>> N/A: Post 2x20,
scritta con il prompt #439.
Un'anima divisa di 500themes_ita. Che
dire, Owen è sempre e comunque il mio cocco.
Quando
lo specchio ancora appannato gli rimanda il riflesso del suo corpo
nudo, il sorriso sardonico di cui spesso fa sfoggio si trasforma in una
smorfia. C'è la storia di Owen scritta su ogni centimetro della sua
pelle, raccontata attraverso forme infantili e colorate che si sono
fatte abusivamente strada sul suo petto, sulle sue spalle, sulle sue
braccia. Per quanto forte sfreghi l'asciugamano sulla pelle bagnata,
quei maledetti tatuaggi non accennano a sbiadire; e se davanti al mondo
li può coprire con vestiti costosi e modi rudi, quando è solo con sé
stesso non può evitare di leggere – rileggere
– quella porzione di vita che non gli appartiene.
E' il retaggio di Owen, quello
che porta stampato addosso, non il suo. Owen è l'estraneo che ha
abitato il suo corpo per dieci lunghi anni e si è permesso di
sfregiarlo, stigmatizzando i suoi ridicoli sensi di colpa; così, ora
che finalmente Sam è riuscito a ricacciarlo nel dimenticatoio, le
cicatrici dei suoi demoni passano a lui, che ha sempre guardato alla
propria condotta non certo integerrima senza il minimo rimorso.
Non ha alcun bisogno di
indossare quel promemoria costante per conoscere la vita che non ha
vissuto. Una traccia simile sarebbe servita a Owen, che non sapeva
nulla del suo passato; Sam, invece, ricorda ogni secondo vissuto come
Owen Elliot.
Conosce già una per una le
crepe che hanno segnato il suo alter ego, attraverso le quali si sono
insinuati senza invito sentimenti inediti per entrambi, di cui sente
ancora l'eco. E a volte, per metterli a tacere, non bastano spari e
raggiri immorali; a volte, semplicemente, lo spettro dell'altro sé
torna ad aggirarsi nel suo corpo, riaprendo quelle crepe che credeva di
aver sigillato.
Così finisce a fare cose
davvero stupide – cose alla Owen
– come distruggere una scatola nera che avrebbe potuto garantirgli un
altro sproposito di denaro solo perché era la cosa giusta da fare. Parole
di un'altra vita strisciano nella sua mente, riportando a galla ricordi
che non ha vissuto in prima persona e che sente ugualmente più vivi dei
propri; con essi, giunge anche il timore di smarrirsi un'altra volta,
lasciando il posto al babbeo con la sua stessa faccia che tanto si è
rammollito in quegli anni.
La soluzione è una sola:
lasciarsi tutto alle spalle e fuggire di albergo in albergo, sfruttando
i milioni guadagnati. Ogni tappa pone nuovi chilometri tra lui e Owen,
e quella strana vita di affetti inaspettati che si è costruito
sfruttando a tradimento il suo sorriso.
Continua ad avanzare, sempre
più lontano.
Per recuperare il tempo
perduto. Per mettere a tacere Owen una volta per tutte. Per scongiurare
il pericolo di voltarsi e trovare Nikita pronta a farlo vacillare.

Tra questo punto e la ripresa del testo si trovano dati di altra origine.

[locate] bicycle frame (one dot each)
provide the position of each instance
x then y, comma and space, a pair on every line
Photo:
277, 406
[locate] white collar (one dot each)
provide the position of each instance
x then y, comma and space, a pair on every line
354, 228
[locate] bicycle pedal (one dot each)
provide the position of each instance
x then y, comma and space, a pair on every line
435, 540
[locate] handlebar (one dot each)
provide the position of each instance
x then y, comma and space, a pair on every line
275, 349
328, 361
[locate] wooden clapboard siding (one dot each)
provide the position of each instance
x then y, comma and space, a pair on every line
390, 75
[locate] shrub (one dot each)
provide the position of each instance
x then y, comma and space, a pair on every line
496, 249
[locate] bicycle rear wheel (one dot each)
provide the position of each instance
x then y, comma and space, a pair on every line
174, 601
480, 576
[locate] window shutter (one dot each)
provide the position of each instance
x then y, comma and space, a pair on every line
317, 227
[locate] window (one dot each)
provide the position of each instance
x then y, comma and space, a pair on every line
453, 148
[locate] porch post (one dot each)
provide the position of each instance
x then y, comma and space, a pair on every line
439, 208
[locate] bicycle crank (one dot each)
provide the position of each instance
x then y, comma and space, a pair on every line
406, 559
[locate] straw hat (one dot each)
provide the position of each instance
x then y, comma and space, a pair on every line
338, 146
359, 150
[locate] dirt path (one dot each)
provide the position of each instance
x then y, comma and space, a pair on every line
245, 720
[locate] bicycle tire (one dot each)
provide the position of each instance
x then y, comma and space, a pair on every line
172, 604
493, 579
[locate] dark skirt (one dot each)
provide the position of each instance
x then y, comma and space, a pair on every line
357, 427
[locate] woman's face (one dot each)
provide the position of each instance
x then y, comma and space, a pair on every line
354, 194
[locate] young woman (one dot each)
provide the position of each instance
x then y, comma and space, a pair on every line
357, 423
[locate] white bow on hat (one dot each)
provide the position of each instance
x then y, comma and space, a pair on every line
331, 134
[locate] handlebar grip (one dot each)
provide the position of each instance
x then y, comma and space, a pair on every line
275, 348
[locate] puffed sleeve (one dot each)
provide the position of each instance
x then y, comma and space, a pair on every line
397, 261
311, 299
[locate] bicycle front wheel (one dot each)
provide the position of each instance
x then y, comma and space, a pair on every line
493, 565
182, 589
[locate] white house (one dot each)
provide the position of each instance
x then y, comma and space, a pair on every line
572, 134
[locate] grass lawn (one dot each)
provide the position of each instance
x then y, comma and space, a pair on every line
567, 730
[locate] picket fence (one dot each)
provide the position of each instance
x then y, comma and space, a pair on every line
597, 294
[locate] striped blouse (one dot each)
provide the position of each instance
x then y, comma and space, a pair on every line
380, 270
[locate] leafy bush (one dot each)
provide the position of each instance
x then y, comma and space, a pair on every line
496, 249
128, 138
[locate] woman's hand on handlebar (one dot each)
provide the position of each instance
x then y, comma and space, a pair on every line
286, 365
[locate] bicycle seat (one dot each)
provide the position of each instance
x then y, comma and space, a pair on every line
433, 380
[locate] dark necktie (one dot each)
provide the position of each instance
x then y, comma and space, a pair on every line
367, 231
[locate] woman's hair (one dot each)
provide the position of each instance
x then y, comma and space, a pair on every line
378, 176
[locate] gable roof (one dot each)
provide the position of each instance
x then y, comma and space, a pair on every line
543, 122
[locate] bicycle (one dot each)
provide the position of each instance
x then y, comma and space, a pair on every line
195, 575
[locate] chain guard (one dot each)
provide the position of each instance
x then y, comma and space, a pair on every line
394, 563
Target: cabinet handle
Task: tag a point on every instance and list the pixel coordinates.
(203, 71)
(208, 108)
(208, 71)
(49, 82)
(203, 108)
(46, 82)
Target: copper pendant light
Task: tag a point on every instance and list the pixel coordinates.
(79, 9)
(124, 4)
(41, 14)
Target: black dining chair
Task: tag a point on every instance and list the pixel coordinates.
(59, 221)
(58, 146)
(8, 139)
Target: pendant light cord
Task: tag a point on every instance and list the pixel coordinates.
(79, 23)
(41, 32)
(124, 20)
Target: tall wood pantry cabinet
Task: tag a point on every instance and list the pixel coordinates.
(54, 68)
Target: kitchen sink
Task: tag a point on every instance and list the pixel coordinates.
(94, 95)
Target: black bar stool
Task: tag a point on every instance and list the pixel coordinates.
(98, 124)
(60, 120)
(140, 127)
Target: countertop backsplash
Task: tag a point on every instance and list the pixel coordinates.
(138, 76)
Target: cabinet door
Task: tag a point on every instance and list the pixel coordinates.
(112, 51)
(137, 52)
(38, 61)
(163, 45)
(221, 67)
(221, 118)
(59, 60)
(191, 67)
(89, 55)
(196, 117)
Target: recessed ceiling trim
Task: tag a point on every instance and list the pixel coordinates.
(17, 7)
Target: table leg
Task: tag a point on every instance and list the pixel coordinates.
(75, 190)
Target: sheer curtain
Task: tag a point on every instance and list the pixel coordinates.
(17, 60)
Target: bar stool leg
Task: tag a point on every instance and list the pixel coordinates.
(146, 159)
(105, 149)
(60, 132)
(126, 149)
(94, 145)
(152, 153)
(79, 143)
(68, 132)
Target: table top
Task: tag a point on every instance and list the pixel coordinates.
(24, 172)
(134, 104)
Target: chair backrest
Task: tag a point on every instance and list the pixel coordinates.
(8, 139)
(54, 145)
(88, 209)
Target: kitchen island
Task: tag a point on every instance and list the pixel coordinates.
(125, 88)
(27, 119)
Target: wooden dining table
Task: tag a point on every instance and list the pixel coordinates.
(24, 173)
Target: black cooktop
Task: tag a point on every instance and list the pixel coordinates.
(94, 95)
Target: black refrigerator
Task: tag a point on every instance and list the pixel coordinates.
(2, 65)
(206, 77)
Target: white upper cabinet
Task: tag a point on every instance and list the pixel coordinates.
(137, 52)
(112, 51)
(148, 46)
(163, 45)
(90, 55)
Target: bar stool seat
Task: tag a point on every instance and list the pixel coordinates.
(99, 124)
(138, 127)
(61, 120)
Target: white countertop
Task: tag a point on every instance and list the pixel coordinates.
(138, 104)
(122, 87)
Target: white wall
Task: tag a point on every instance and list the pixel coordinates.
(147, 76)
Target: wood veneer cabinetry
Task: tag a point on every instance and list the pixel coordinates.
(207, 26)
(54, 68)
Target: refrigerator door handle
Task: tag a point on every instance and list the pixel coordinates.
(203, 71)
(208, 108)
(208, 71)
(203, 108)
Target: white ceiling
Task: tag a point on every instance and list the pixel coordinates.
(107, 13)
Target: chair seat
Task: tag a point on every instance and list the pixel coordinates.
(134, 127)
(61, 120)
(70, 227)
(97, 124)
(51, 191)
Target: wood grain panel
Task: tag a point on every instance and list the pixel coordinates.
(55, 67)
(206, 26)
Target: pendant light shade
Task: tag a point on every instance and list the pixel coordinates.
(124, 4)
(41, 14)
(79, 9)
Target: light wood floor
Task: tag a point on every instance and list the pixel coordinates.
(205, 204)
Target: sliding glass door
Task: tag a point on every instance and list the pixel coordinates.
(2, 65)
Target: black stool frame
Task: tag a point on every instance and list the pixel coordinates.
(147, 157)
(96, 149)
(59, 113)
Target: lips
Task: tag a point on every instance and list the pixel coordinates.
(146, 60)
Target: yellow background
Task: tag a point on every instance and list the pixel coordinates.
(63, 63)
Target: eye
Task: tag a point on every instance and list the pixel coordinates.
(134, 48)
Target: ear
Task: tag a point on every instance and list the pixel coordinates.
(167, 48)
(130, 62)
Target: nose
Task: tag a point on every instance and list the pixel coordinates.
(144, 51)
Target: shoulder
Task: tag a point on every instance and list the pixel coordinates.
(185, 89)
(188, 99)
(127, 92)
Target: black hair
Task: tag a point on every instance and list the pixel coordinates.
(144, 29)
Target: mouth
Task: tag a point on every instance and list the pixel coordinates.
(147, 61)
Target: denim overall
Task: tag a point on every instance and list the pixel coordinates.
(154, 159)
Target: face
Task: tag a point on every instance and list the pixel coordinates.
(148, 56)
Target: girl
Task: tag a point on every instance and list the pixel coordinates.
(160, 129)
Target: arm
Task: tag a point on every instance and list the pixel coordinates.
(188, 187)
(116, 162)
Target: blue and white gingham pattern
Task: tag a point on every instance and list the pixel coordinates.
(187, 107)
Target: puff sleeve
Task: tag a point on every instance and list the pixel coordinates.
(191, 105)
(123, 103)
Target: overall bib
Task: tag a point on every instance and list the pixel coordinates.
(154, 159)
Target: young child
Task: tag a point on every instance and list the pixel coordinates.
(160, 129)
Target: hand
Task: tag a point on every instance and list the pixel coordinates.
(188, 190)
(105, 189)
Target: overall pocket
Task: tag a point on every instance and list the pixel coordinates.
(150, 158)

Seccato, infila una camicia
sulla pelle ancora umida. A stento si trattiene dal colpire lo
specchio, che si ostina a riflettere i tatuaggi mentre svaniscono
lentamente man mano che si riveste.
La storia di Owen è scritta
sulla sua pelle, ed una storia che Sam vorrebbe tanto non conoscere, ma
che – non importa quanto si sforzi – non può ignorare, né dimenticare.